Q: You have to wonder how these kids can keep cutting themselves without their parents' knowledge?

A: There's a degree of denial, where the parents don't want to know. It's too much to bear when you know your kid is doing something like that. You don't want to face that. Parents who do catch on and bring it to their child's attention are sometimes faced with denials, which may make them feel like they've intruded too much. It makes it difficult for parents when their kids become defensive. The other thing to note is that these kids become proficient at disguising their behavior. They learn where to cut, how to cut, and they avoid athletics. They shower or dress in such a way that no one will notice. They're careful about revealing themselves - they look to see who's around.

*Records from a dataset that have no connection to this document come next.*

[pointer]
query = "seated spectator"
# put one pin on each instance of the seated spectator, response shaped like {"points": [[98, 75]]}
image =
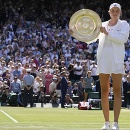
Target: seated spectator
{"points": [[4, 94], [68, 100], [42, 94], [75, 89], [52, 90], [15, 86]]}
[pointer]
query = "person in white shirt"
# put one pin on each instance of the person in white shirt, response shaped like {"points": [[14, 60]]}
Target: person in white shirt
{"points": [[78, 70], [110, 61]]}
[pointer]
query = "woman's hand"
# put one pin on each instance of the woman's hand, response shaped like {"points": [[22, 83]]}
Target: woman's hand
{"points": [[103, 30], [71, 32]]}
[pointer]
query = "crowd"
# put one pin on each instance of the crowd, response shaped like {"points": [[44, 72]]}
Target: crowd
{"points": [[34, 35]]}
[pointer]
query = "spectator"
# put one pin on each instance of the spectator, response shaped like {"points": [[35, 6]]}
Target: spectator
{"points": [[28, 81], [64, 87]]}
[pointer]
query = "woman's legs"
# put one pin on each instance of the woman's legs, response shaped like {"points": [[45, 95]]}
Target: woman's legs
{"points": [[85, 96], [117, 78], [105, 86]]}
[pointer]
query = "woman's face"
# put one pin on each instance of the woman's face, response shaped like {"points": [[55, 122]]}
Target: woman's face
{"points": [[114, 13]]}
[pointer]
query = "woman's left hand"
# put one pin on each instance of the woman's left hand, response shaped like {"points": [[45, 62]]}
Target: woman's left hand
{"points": [[103, 30]]}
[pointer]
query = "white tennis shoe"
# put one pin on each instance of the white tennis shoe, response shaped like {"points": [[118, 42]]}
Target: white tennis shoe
{"points": [[115, 126], [106, 126]]}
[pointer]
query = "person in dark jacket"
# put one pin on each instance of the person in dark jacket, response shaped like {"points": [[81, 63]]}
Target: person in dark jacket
{"points": [[64, 87]]}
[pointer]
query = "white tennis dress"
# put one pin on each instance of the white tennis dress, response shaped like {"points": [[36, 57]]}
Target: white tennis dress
{"points": [[107, 64]]}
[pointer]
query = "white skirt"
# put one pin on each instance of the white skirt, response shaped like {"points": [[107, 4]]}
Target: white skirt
{"points": [[107, 65]]}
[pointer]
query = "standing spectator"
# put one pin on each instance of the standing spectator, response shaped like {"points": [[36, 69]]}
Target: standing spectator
{"points": [[81, 86], [78, 70], [28, 81], [64, 87]]}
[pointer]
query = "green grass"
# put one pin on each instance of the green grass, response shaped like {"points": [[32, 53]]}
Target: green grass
{"points": [[57, 119]]}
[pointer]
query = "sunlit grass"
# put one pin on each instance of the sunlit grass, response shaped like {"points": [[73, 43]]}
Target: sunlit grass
{"points": [[57, 119]]}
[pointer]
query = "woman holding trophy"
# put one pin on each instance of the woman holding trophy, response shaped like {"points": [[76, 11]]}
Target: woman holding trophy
{"points": [[110, 61]]}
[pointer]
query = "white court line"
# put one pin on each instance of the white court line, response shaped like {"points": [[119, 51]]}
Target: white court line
{"points": [[9, 116]]}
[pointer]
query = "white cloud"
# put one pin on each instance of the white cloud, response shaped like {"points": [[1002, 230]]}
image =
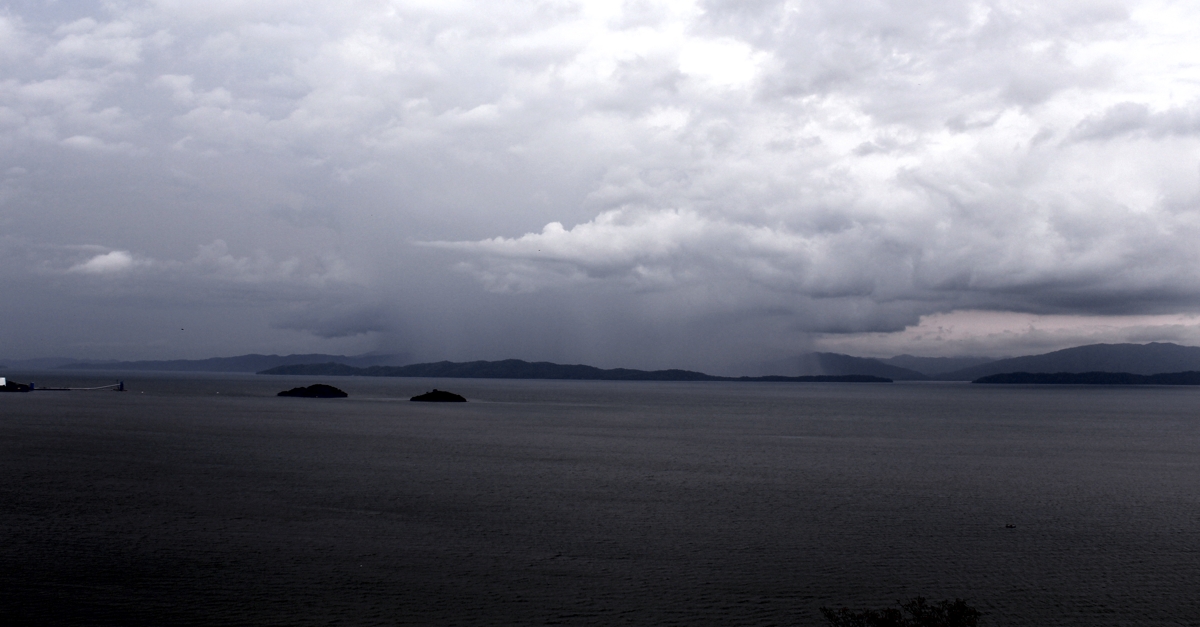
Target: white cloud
{"points": [[850, 166], [115, 262]]}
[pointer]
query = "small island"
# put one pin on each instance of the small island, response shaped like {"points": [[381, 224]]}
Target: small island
{"points": [[438, 395], [317, 390]]}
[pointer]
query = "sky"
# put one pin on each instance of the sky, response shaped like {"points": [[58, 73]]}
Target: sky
{"points": [[643, 184]]}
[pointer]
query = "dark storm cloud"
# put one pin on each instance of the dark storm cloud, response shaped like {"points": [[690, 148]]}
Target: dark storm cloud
{"points": [[463, 179]]}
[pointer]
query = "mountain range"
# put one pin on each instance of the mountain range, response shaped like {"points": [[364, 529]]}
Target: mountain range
{"points": [[545, 370], [1134, 358]]}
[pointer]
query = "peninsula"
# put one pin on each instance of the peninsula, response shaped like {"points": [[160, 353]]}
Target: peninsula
{"points": [[1095, 378], [520, 369]]}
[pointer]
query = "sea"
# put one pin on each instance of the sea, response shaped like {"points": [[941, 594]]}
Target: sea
{"points": [[208, 500]]}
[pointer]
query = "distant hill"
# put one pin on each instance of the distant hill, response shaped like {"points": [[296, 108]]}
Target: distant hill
{"points": [[1133, 358], [546, 370], [935, 365], [245, 363], [835, 364], [1096, 378]]}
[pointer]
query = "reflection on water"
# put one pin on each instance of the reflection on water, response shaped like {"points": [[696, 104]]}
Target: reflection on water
{"points": [[207, 500]]}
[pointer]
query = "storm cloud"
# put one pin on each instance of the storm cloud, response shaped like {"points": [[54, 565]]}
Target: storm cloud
{"points": [[642, 184]]}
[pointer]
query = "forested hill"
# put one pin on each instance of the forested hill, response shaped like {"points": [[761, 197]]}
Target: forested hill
{"points": [[1133, 358], [520, 369], [1095, 378]]}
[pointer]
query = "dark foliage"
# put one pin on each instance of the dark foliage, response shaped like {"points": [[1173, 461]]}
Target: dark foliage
{"points": [[915, 613]]}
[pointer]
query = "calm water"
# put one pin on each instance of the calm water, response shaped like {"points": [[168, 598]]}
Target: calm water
{"points": [[209, 501]]}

Q: What do you recommend parents do if they discover their child is cutting?

A: Persist gently. Teaching them that cutting is not a good thing to do is not valuable. I can't imagine a case when something like this is not a call for more intensive treatment. Many parents might conceptualize it as a phase, mistakenly thinking that their child will outgrow it. But it's a sign - a very important sign and one a parent has to recognize even though it's very shocking, disfiguring and has medical implications. It's important to realize that cutting is a symptom of a more serious underlying problem. You can try and curb it by taking away sharp objects, but a cutter will turn from one thing to another. If you leave matches around, they'll burn themselves. It's not simply stopping the cutting. Parents need to recognize that cutting might be a symptom of major depression and/or a borderline personality. If a parent suspects his child is cutting, he should talk to his primary care physician to seek out a mental-health professional who can help.

Q: Does the problem ever go away?

A: Cutting has lifelong psychological implications, but with treatment, the cutting behavior can stop. The treatment process, however, is not simply 12 sessions and out, or medication therapy. It's a combination of individual and family therapy and medication. What you hope would happen with such a kid is that they'd get involved with a therapist who they trust, who is helpful and who can see them for a sustained period of time. In the course of therapy they can learn how to tolerate intense feelings - how to soothe themselves in ways that do not include cutting.

Dr. Goodstein, who practices in Tenafly, N.J., also is president of the Psychoanalytic Association of New York.